Toutes les personnes de moins de 18 ans n’étant actuellement pas admissibles à la vaccination, une troisième vague menace d’affecter particulièrement les enfants. Le Dr Devi Shetty, cardiologue à Narayana Health et conseiller auprès du gouvernement de l’État du Karnataka pour la planification de la réponse à la pandémie, a déclaré à Reuters: «Si les enfants sont infectés en grand nombre et que nous ne sommes pas préparés, il n’y a rien que l’on pourra faire à la dernière minute». Elle a ajouté: «Ce sera un tout autre problème (par rapport aux deux vagues précédentes), car le pays dispose de très, très peu de lits dans les unités de soins intensifs pédiatriques, et cela va être une catastrophe.»

Quelques jours seulement après la réouverture des écoles, un certain nombre d’étudiants ont été infectés par le COVID-19, selon les médias.

Le gouvernement Modi et ses homologues des États ne font aucun effort sérieux pour renforcer le système de santé délabré, alors qu’il est confronté à un afflux massif potentiel de patients en raison des politiques homicides de la classe dirigeante. L’Inde fait partie des pays dont les dépenses de santé publique en pourcentage du PIB sont les plus faibles au monde. Pendant des décennies, les gouvernements indiens ont dépensé l’équivalent de 1,5% du PIB ou moins en soins de santé par an.

Les gouvernements des États dirigés par l’opposition poursuivent essentiellement la même politique de pandémie désastreuse que Modi et son BJP suprématiste hindou.

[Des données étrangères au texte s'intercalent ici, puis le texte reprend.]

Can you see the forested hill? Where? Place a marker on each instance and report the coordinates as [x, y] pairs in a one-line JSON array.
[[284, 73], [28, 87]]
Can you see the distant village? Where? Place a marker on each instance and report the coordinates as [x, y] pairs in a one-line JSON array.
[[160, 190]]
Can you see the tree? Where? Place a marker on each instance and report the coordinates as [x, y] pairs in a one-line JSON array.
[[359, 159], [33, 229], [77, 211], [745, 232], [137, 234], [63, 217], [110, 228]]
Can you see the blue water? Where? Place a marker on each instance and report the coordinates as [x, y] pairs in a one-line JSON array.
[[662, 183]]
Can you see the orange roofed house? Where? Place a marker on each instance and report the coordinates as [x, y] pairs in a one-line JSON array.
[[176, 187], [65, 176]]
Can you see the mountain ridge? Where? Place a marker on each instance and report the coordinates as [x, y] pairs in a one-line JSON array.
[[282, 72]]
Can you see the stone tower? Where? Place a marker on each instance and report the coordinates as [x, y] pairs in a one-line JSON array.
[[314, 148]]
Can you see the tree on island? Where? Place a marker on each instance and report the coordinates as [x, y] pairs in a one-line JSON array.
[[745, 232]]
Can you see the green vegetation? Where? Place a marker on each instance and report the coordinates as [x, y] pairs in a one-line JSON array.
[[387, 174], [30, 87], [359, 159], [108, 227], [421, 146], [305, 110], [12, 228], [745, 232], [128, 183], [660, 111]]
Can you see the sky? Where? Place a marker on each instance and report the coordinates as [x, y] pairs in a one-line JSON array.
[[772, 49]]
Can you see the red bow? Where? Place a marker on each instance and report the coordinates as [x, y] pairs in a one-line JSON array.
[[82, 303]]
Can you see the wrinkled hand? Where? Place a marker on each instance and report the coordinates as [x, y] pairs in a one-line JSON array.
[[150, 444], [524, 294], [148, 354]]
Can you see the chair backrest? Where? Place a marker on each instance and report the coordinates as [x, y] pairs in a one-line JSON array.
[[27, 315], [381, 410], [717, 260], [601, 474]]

Cela inclut le gouvernement du Kerala, dirigé par le Parti communiste indien (marxiste) stalinien. Pendant des semaines, le Kerala a enregistré 15.000 à 20.000 nouveaux cas par jour, conséquence directe de la décision du gouvernement de rouvrir l’économie, y compris toutes les industries d’exportation, et d’autoriser les rassemblements de masse lors des récents festivals religieux musulmans et hindous. Mardi, le Kerala a signalé 24.296 nouveaux cas et un taux de positivité des tests de plus de 18%. Au début du mois, une équipe de six membres nommés par le gouvernement central pour étudier la situation du COVID-19 dans l’État a critiqué le gouvernement du Kerala pour avoir limité les tests aux personnes présentant des symptômes et pour avoir utilisé le test antigène, moins fiable, plutôt que les tests RT-PCR.

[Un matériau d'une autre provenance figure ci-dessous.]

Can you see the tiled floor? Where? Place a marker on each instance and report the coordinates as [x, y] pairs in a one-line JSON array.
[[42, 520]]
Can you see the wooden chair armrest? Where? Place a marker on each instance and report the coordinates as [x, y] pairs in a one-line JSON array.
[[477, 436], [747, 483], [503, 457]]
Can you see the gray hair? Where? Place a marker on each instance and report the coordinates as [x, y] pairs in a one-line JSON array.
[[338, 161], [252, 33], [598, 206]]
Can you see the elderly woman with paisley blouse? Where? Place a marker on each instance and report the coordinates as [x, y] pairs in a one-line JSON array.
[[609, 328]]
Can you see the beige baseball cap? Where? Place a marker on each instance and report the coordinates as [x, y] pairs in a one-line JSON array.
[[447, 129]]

En plus de la levée de presque toutes les restrictions relatives au COVID-19 et de l’incapacité à effectuer des tests adéquats et à surveiller la propagation de la maladie, la campagne de vaccination désordonnée de l’Inde menace d’aggraver encore la troisième vague qui se profile. Selon Our World in Data, au 23 août, seuls 9,4% des Indiens avaient été entièrement vaccinés contre le COVID-19, et 23,4% avaient reçu une seule injection de vaccin. En d’autres termes, plus de 60% de la population n’a pas encore reçu une seule dose alors que la troisième vague s’accélère. Ces chiffres montrent que le gouvernement indien est loin d’avoir atteint son objectif de vacciner la population adulte du pays, soit plus de 900 millions de personnes, d’ici décembre. Pour atteindre cet objectif, l’Inde devrait vacciner environ 8,8 millions de personnes par jour en moyenne. Actuellement, environ 4 millions de personnes sont vaccinées quotidiennement.